石造りの暗いホールだ。壁に均等に据え付けられたランプの炎が、列をなして揺れている。ここは地下なのだろうか。窓が無いため余計に閉塞感が漂い、空気も澱んでいる。薄気味悪い空間だ。思って、硅は深く息を吐き出した。
「……宮村は大丈夫かな」
「ここにいねーってことは、まだどっかで戦ってんのかもな」
「僕は君達がどうやって来たかがすごく気になるけど……今はそれどころじゃない。気を引き締めろ、来るぞ!」
獣のような唸り声を上げ、正気を失った兵士の群れが薄闇の中から突進してくる。
「うわ!」
ガツン、と刃と刃がぶつかり、腕に衝撃が走る。鍔競り合いをしながら硅は相手の顔を見つめた。川嶋と同じだ。目を見開き、低い呻き声を上げ、口元から涎を垂らしている。――これは人間か?
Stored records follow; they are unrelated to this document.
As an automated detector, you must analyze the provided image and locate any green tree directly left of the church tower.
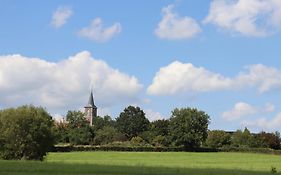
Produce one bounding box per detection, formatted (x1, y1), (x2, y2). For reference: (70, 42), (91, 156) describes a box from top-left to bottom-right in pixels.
(66, 111), (94, 145)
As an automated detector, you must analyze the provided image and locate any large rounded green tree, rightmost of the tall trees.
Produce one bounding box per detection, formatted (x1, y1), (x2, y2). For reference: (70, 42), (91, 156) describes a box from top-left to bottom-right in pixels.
(169, 108), (210, 149)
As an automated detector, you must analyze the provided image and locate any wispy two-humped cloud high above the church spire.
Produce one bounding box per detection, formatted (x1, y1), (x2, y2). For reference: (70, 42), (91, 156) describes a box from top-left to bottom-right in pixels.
(78, 18), (122, 42)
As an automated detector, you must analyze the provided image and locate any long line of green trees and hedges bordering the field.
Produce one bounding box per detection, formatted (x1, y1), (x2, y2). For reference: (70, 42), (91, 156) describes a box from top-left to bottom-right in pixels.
(0, 106), (280, 160)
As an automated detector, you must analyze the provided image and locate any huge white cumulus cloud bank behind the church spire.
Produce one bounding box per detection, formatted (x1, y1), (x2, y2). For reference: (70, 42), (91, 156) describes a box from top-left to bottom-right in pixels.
(0, 51), (142, 113)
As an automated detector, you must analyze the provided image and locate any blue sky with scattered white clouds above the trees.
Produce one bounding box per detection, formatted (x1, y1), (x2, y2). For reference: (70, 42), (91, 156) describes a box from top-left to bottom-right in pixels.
(0, 0), (281, 132)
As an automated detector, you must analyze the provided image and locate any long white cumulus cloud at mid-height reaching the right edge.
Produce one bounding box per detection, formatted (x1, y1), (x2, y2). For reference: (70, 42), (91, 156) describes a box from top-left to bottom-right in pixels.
(147, 61), (281, 95)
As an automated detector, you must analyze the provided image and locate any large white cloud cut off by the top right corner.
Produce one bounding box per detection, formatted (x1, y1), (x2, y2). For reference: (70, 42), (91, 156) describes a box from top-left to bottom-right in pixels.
(204, 0), (281, 37)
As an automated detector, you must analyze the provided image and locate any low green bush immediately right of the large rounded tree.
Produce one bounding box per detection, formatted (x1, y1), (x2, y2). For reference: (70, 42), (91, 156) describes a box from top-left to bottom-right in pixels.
(206, 130), (231, 148)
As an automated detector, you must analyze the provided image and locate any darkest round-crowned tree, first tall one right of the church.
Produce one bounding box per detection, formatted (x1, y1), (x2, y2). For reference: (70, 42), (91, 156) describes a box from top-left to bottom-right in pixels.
(116, 106), (149, 139)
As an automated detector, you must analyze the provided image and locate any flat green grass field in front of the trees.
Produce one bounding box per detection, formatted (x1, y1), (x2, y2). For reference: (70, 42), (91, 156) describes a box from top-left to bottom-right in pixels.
(0, 152), (281, 175)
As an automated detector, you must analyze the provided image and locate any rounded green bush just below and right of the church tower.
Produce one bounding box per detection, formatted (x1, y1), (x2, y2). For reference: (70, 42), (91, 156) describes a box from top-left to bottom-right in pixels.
(94, 126), (126, 145)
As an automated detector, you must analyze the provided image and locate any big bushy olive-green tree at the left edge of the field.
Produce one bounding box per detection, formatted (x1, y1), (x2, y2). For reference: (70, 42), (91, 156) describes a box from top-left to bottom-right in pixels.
(0, 106), (54, 160)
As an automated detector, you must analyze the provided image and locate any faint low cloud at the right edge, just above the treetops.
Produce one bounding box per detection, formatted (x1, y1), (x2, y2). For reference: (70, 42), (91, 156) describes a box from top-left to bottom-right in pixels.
(241, 113), (281, 131)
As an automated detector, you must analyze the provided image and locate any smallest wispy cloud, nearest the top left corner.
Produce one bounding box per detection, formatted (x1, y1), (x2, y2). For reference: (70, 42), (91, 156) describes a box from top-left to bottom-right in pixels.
(51, 7), (73, 28)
思わず吐き気を催したその時、ふと白いホールで見た切り絵を思い出した。姫を取り囲んだ獣の群れ。なるほど、今の彼らは獣のようだ。理性を失い、ただ本能のままに動いている。
そんなことを考えていると、突然横から何かがぶつかってきた。勢いにおされ、硅は小さく悲鳴を上げて倒れ込む。と、同時に細剣が右手から離れ、円を描きながら床を滑っていった。